Your last sentence is spot on.  If dominance is all you are dealing with,  you've made some progress, now you can look into better avenues that can stabilize the relationship, elicit understanding and cooperation and elicit respect as compared to fear.

As far as the dog growling and biting when originally touched on the back, I would not rule out that the dog was in some kind of pain, or fear because of past pain.  I know you consulted the Vet, but the behavioral explanation the Vet gave you does not suffice in explaining the dog's reaction and your pinning her to the ground can actually aggravate or cause physical harm, although  the dog is learning not to react.  Best wishes.

 

Comment by Jane Christensen on March 6, 2015 at 12:18pm

I agree with Beth!!!!!!!

Comment by Beth on March 6, 2015 at 12:13pm
I would suggest reading some Patricia McConnell or some Karen Pryor. Dominance theory is very controversial. Let me put it this way: if you didn't listen to your boss, and your boss pinned you to the ground multiple times throughout the day and held you down until you submitted, how would you feel about work? Would it have fixed your underlying reasons for not originally complying? At what point would you respond with violence of your own?

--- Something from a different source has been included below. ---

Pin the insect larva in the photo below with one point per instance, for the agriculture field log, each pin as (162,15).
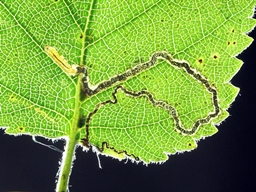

Counter-conditioning can get the same results with more kindness. Corgis are bred to herd cows. Big cows. Cows that argue and toss their horns and fight back. They need to be stubborn. One should be prepared to deal with that, not by pinning the dog to the ground but by using rewards and their withholding to teach the dog what we want it to do and what we don't.

I have spent many many hours watching dogs play and interact. Most dogs don't throw each other to the ground. Corrections, when given dog-to-dog, are often noisy but rarely physical. When they are, they are lightning fast and the dogs quickly give appeasement signals to resolve the dispute. The instant the appeasement signals are given, the correcting dog backs off the pressure. If this dance is not performed carefully, it leads to a fight. AND the few dogs that overreact to every slight and throw their weight around tend to be fearfully avoided by most of the other dogs.

About the cars, you say " I knew that she was nervous". Why punish a dog for being afraid? You can help her associate cars with something pleasant so that she is no longer afraid. If a child was afraid to sleep in a dark room, would you wrestle them to the bed 7 times til they cowered alone in their dark room, afraid to show you their fear so they wouldn't get pinned?

I know you are following the advice given by others, but there are lots of would-be trainers out there who truly have little understanding of what they are doing. Please think about the approach and explore some other options.